2.9 Statistical analysis

Outcomes derived from no fewer than three separate trials are displayed as average ± standard deviation. Analytical assessments were performed utilizing Student’s t-test or one-way ANOVA through GraphPad Prism version 6.0 (GraphPad Software Inc., San Diego, CA, United States). A threshold for statistical significance was established at a p-value below 0.05.

3 Results

3.1 DIO administration ameliorated glucose metabolism and kidney injury in DN rat

Fasting serum glucose (FBG) serves as a hallmark of diabetes. We utilized FBG to gauge the impact of DIO on abnormal glucose metabolism. Our findings indicated a marked decrease in fasting blood glucose levels in rats with diabetic nephropathy that received DIO, as opposed to those in the diabetic nephropathy group alone (P < 0.05) (Figure 1B). For the assessment of kidney injury and functionality, we quantified urinary microalbumin, serum creatinine, and urinary urea nitrogen (Figures 1C–E). Within the diabetic nephropathy cohort, these indicators were notably higher than in the control cohort. Conversely, the administration of diosgenin (DIO) resulted in a decrease in these biomarker levels.

Figure 1

Figure 1. DIO ameliorated glucose metabolism and kidney injury in DN rats after 8 weeks of administration. (A) The structure of diosgenin (DIO). (B) Serum glucose, (C) Urine microalbumin. (D) Serum creatinine. (E) Urine urea nitrogen, (F) The renal index. (G) H&E staining, (H) PAS staining and (I) Masson staining of representative kidney sections, photographed at ×200 magnification. ^*P < 0.05, ^**P < 0.01, ^***P < 0.001, compared with DN group.

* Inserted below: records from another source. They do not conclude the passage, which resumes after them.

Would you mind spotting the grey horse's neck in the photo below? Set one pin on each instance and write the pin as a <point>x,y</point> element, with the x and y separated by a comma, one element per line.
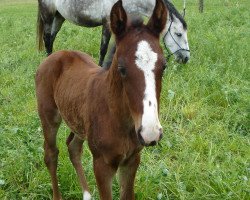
<point>144,7</point>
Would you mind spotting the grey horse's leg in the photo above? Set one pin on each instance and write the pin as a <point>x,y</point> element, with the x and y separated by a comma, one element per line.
<point>106,34</point>
<point>56,26</point>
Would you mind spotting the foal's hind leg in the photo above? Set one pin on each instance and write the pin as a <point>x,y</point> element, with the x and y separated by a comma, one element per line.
<point>127,174</point>
<point>75,151</point>
<point>51,120</point>
<point>106,34</point>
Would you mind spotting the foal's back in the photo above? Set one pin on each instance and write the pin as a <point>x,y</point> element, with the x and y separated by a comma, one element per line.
<point>61,82</point>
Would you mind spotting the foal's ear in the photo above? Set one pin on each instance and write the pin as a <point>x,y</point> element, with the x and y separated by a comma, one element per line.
<point>158,19</point>
<point>118,18</point>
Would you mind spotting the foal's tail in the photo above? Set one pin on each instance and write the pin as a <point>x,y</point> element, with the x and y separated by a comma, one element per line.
<point>39,30</point>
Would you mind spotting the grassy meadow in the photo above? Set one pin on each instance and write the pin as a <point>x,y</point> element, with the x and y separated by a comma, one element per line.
<point>205,110</point>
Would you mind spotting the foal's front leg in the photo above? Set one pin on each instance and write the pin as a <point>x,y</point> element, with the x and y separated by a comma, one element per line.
<point>104,174</point>
<point>127,174</point>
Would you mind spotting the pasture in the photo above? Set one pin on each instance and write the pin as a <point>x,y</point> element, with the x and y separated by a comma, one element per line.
<point>205,110</point>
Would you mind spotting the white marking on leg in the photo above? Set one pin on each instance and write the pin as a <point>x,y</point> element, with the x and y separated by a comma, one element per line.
<point>145,60</point>
<point>86,195</point>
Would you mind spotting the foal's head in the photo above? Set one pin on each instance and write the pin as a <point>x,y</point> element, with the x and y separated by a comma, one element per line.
<point>140,64</point>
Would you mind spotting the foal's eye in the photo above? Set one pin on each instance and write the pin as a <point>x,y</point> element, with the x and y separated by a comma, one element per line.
<point>164,66</point>
<point>122,71</point>
<point>178,34</point>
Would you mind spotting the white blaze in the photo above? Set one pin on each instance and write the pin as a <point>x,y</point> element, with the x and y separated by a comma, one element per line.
<point>145,60</point>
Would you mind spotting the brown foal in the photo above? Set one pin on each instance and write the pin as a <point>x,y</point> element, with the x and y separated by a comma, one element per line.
<point>115,110</point>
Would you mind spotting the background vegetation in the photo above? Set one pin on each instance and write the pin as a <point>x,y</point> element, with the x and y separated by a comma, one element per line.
<point>205,110</point>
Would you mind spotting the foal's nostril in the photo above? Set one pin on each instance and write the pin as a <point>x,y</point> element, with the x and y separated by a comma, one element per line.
<point>185,59</point>
<point>141,140</point>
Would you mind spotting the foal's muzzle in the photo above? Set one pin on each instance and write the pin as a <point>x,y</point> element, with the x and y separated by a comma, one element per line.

In the cohort that received pioglitazone (PGZ), there was a noticeable reduction in the levels of microalbumin in urine and urea nitrogen compared to those with diabetic nephropathy (DN). However, the levels of creatinine in serum were not altered by the PGZ regimen. Additionally, the renal index was observed to be markedly increased in the DN group in contrast to the control group (P < 0.01), and it was significantly diminished in the group administered diosgenin (DIO) versus the DN group (P < 0.01) (Figure 1F).

3.2 DIO reduced renal histopathological lesions in DN rat

Histological analysis using H&E staining demonstrated typical DN pathological features in the model group, encompassing conditions like enlargement of the glomeruli, cell multiplication, buildup of the extracellular matrix, and thickening of the basement membrane. Nevertheless, the addition of PGZ and DIO mitigated these manifestations (as shown in Figure 1G). Periodic Acid-Schiff (PAS) staining exposed substantial sugar accumulation and excessive mesangial expansion (Figure 1H). Additionally, Masson’s trichrome staining indicated renal fibrosis, which improved following treatment (Figure 1I).

3.3 DIO blocked STZ-induced cell apoptosis of kidney in STZ-induced DN rat

To explore whether DIO’s protective effects on mesangial cells involve apoptosis inhibition, we analyzed kidney tissue by using the TUNEL assay. This assay labels apoptotic cells with green fluorescence, indicating DNA strand breaks. In our study, we observed a 37% increase in intense TUNEL-specific fluorescence in the DN group (Figure 2). However, the DIO and PGZ treated groups exhibited minimal TUNEL-specific green fluorescence (P < 0.01). These findings suggested that DIO effectively prevented STZ-induced kidney cell apoptosis in DN rats, as evidenced by the TUNEL assay.

Figure 2

Figure 2. DIO blocked STZ-induced cell apoptosis of kidney in DN rats. (A) The kidney sections were stained with TUNEL and measured by confocal microscope. The apoptotic cells showed green fluorescence (200×). (B) The statistics of TUNEL-positive cells (%). ^*P < 0.05, ^**P < 0.01, ^***P < 0.001, compared with DN group.

3.4 DIO reduced the renal fibrosis-associated proteins in DN rat

Illustrated in Figure 3A, the concentrations of fibronectin and collagen IV, essential constituents of the kidney’s extracellular matrix, were elevated after STZ administration but were attenuated with the addition of PGZ and DIO. Moreover, STZ infusion led to heightened levels of fibrosis indicators in the kidney, such as fibronectin, collagen IV, vimentin, and α-SMA. Conversely, the application of DIO lessened the excessive expression of these indicators in renal tissues, signifying its capacity to ameliorate fibrosis in rats with STZ-provoked diabetic nephropathy. Collectively, these results imply that DIO may possess the ability to reduce renal damage and fibrotic changes in nephropathy triggered by STZ.

Figure 3

Figure 3. DIO attenuated renal fibrosis in DN. (A) Representative immunohistochemical staining of fibronectin and collagen IV in renal tissues in mouse model. (B) Renal expression of fibrosis markers including fibronectin, collagenin IV, vimentin, and α-SMA in DN rats. Densitometric analysis of (C) fibronectin, (D) collagenin IV, (E) vimentin, and (F) α-SMA. ^*P < 0.05, ^**P < 0.01, ^***P < 0.001, compared with DN group.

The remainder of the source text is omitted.